The biggest lesson was that autonomy is less about making one perfect decision and more about building a reliable recovery loop.

In early versions, the agent could write code but still fail silently at later steps. That is not good enough for real software work. The useful behavior emerged when the agent became strict about verification:

  • If the build fails, read the error and patch.
  • If the app installs but crashes, read logcat and patch.
  • If the UI is not visible, capture a screenshot and inspect the state.
  • If the result cannot be verified, do not claim success.

I also learned that real-device testing changes the quality bar. Running on a physical Android phone exposes failures that are invisible in a text-only coding loop.

Challenges

The hardest challenges were not the initial code edits. The hardest parts were:

  1. Build-system recovery
    Android projects can fail for many reasons: Gradle versions, SDK configuration, Kotlin errors, dependency conflicts, manifest issues, and generated-resource problems.

  2. Runtime diagnosis
    A successful build does not mean the app works. The agent needs to inspect logcat and distinguish meaningful crash signals from noisy Android logs.

  3. Real-device verification
    Device state matters. The app has to be installed, launched, and visually checked. This adds complexity but makes the result much more trustworthy.

  4. Avoiding false completion
    The agent must not say “done” just because a file was edited. The workflow had to enforce a stricter definition of completion.
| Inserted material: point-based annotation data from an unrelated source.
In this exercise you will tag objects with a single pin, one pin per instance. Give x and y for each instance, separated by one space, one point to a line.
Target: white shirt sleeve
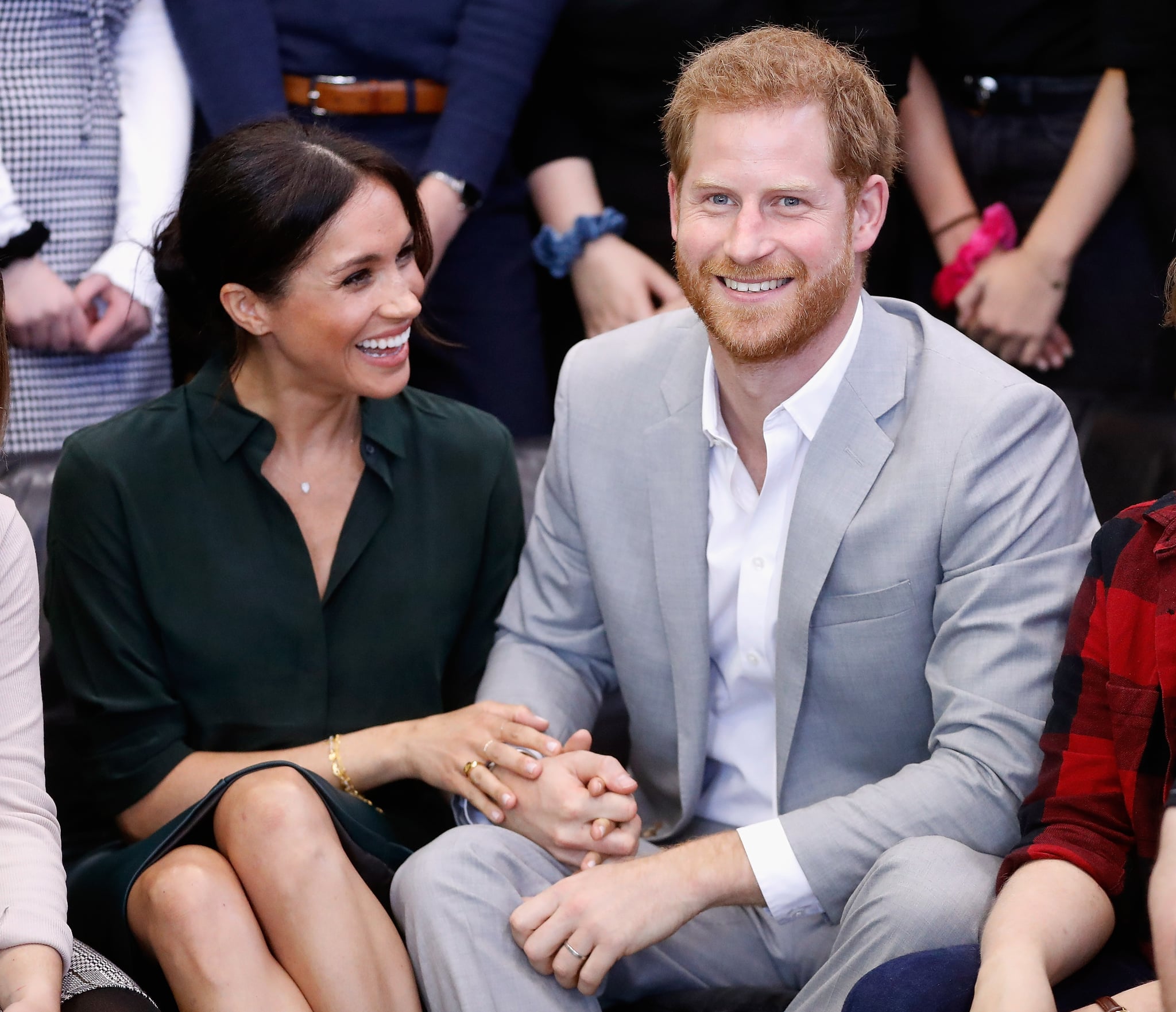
156 139
12 219
785 886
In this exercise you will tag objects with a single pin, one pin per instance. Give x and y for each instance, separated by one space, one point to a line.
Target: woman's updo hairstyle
253 205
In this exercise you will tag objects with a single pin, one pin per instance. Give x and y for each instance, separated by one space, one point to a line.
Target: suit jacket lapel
676 468
840 470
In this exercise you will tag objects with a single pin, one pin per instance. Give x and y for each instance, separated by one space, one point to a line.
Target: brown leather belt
350 97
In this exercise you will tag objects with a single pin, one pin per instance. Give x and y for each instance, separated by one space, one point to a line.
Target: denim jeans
943 979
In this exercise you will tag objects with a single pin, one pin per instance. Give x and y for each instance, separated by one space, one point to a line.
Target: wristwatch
470 196
26 245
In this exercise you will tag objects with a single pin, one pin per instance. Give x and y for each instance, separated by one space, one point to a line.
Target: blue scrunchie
559 252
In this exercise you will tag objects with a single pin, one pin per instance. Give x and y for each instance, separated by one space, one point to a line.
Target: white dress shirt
154 138
748 532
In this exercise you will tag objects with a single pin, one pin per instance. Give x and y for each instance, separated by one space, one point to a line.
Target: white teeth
754 286
382 344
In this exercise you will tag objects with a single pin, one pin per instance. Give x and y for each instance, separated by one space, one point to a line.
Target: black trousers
1114 302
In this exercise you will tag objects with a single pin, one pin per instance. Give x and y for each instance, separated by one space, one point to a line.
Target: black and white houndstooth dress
59 140
90 971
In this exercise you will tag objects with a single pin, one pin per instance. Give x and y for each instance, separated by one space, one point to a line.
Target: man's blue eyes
724 199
  5. Making evidence readable
    The final output needs to be useful to a human: what changed, what failed, what was fixed, what was verified, and what artifacts prove it.

What is next

The next step is to turn the current workflow into a reusable agentic delivery platform for Android teams.

Planned improvements include:

  • a dashboard showing each delivery step
  • failure-injection demos for build errors, runtime crashes, ADB failures, and model/tool outages
  • support for more Android project types
  • clearer resilience metrics such as retry count, recovery time, and fallback path
  • team-facing reports suitable for CI/CD pipelines
  • human approval gates for risky changes

The broader vision is to make AI development agents accountable. They should not only generate code; they should deliver working software with evidence.

Android Autonomous Dev Agent is my attempt to move from AI coding assistants toward AI software-delivery agents.